While the primary goal of these programs — to turn casual shoppers using the store as a showroom before purchasing online into buyers — is an admirable one, retail experts think there are a number of risks involved.
First and foremost, as I pointed in my post about the Best Buy policy, there’s a lot of wiggle room and there’s thus a risk that it might not be applied consistently or evenly across locations (or even employees within a location). This could lead to a healthy dose of confusion and anger amongst shoppers.
On top of that, there’s a risk that customers will jam the checkout lines while trying to save a nickel here and a dime there on a cartful of products.
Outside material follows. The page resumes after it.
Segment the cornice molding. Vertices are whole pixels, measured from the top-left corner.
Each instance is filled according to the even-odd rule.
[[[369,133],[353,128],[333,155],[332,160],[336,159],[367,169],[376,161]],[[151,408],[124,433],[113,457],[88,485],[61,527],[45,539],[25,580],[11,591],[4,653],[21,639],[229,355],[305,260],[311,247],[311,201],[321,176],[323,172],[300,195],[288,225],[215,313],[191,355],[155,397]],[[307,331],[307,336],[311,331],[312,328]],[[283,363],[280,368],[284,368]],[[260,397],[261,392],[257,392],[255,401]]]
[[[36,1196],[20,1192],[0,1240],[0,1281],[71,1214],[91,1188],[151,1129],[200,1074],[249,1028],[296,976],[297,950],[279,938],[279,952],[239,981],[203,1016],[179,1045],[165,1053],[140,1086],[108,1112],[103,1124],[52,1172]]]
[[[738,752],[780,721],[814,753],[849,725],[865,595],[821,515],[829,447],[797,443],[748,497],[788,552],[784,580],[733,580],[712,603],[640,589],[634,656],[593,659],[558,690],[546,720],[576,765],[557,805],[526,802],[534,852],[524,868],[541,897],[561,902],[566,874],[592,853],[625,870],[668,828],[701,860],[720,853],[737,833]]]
The end result here could be more anger and a tendency to drive customers online to avoid the hassle.
Also: Do Best Buy, Target, and others really want to encourage customers to start checking prices online? According to a survey by William Blair & Co., Target’s prices average 14% higher than Amazon’s whereas Best Buy’s prices were 16% higher. Encouraging customers to discover these differences might hurt in the long run, particularly if the price matching programs are short-lived or seasonal.
And finally… If the programs are too successful, profit margins could suffer.
It’s a fine line, but it seems like brick & mortar retailers have to do something to combat the loss of customers.
What do you think? Will these sorts of policy changes have a net positive effect on big box retailers? Or will the negatives outweigh the positives?